Ex. 11-8: Sérénade Printanière
Augusta Holmes
No. 1 of Augusta Holmès's Les Sérénades, a set of five songs — one for each season, plus a "Sérénade de toujours" (Serenade for Always). It was published in Paris by Brandus in 1883–84. Holmès wrote the words herself, as she did for almost all her music. The poem bursts out: "Hier comme aujourd'hui, ce soir comme demain, je t'adore!" (Yesterday as today, tonight as tomorrow, I adore you!).
Holmès refused the idea, common in her day, that a woman should write only pretty little songs to be played at home. Alongside songs like this one, she composed huge works — an Ode triomphale for the 1889 Paris Exposition that called for some 1,200 performers, and a grand opera, La Montagne noire (The Black Mountain), staged at the Paris Opéra in 1895.
She stood at the center of Paris's musical world, and several leading composers were drawn to her. Camille Saint-Saëns proposed marriage; she turned him down, but the two stayed friends for life. She also studied with César Franck. His Piano Quintet in F minor (1879) is often said to pour out an unspoken passion for her — and Franck's wife is said to have disliked the piece.

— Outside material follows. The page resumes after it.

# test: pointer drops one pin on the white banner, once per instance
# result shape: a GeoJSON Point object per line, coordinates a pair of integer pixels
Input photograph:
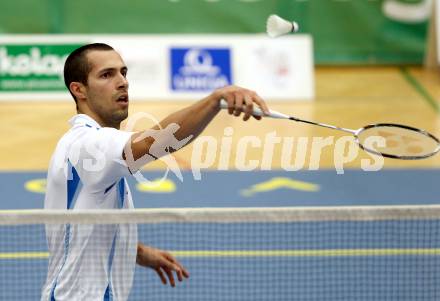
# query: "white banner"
{"type": "Point", "coordinates": [169, 67]}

Holmès was a passionate admirer of Wagner and visited him in 1869. For about twenty years she lived with the poet Catulle Mendès, who was himself an early supporter of Wagner, and they had five children — this was her life around the time she wrote these serenades. Renoir painted three of those children in The Daughters of Catulle Mendès (1888), now in the Metropolitan Museum of Art in New York.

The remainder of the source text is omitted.